A subset of models are designed as premium, they offer better performance, but for a higher per token cost. Premium models are GPT 4, Claude 2.1, Claude 3 Opus & Sonnet, and Mistral Large. All paid plans have access to premium models, at varying capacity. See our plans page for more details.

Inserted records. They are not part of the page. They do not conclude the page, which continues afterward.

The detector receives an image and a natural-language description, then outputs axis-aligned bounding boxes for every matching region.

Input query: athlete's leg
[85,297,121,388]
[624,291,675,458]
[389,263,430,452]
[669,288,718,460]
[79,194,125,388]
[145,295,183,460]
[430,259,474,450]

Understanding the capacity and limitations in terms of context size offered for each AI model within the Vello suite are crucial for optimizing the performance of your tasks. These are the current context sizes in tokens provided for each model:
GPT-4 & Variants: 3000 tokens
Pro Plan: 4000 tokens
Claude 3 Series:
Claude 3 Opus: 4000 tokens
Pro Plan: 6000 tokens
Claude 3 Sonnet: 100,000 tokens
Pro Plan: 150,000 tokens
Claude 3 Haiku: 200,000 tokens
GPT-3.5 Turbo & Variants: Up to 16,384 tokens
Gemini Pro: 32,000 tokens
Claude 2: 100,000 tokens
Mistral & Davinci Codes: Varies up to 8000 tokens
These token limits are currently applicable across all premium plans. We plan to increase the context size for all models over time as we better understand our costs and API costs decrease.If you need full access to the context size of any model, the Flex Plan offers a pay-as-you-go pricing and full contexts for all models at cost.
Flex is an option for users who need more volume or context size than the Plus or Pro plans can provide. It offers a pay-as-you-go pricing model and full context sizes for all models at cost.Tokens are pieces of words. 100 Tokens correspond to approximately 75 words.